627人が本棚に入れています
本棚に追加
‐‐‐‐‐
ベルside.
「――ん」
ピクッと指先が動く。
ひんやりした空気と固い床に眉を寄せた。
目を開けてみると、周りは薄暗くて一瞬びっくりした。また、ヘンゼルの店かと思ったし。
「久しぶりに誘拐されたなぁ……」
体を起こそうかと思ったけど、両手両足が縄で縛られていたので止めた。
それに、変な薬を嗅がされたのか、頭が痛くてぼんやりするから、寝ていた方が楽なんだよねー。
「ここ、どこだろ」
唯一自由な首を動かすと、天井付近に鉄格子をはめ込んだ小さな小窓があった。
そこから見える空と明るい月のおかげで、今が夜だということが分かる。
っていうか、ここってよく見れば、地下牢的な場所じゃないですか。
俺、人生で初めて入るなぁ。
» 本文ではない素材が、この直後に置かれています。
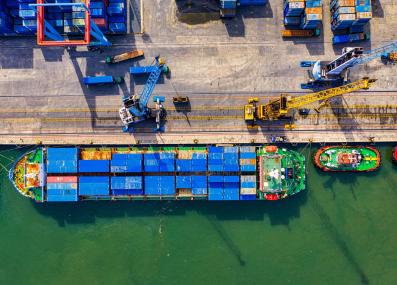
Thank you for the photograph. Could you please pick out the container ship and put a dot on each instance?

これからも入る予定なかったんだけどねー。
「…………」
こういう時って、慌てた方がいいのかな? でもなぁ……。
そういえば、カイは大丈夫だったかな。
きっと、責任感じてるだろうなぁ。お母さんだし。
まぁ、カイは無事だと思うことにして、早く助けに来てくれないかな。
結局、小説買えなかったし。ふふ……あとで覚えてなよ、誘拐犯さん?
それにしても、ディーたんのばか。
絶対、俺の居場所知ってるくせにぃ。
そんなに焦らさないでっ……早く、早くきてよぉっ! ……なんてね。
「…………お腹すいた」
.
最初のコメントを投稿しよう!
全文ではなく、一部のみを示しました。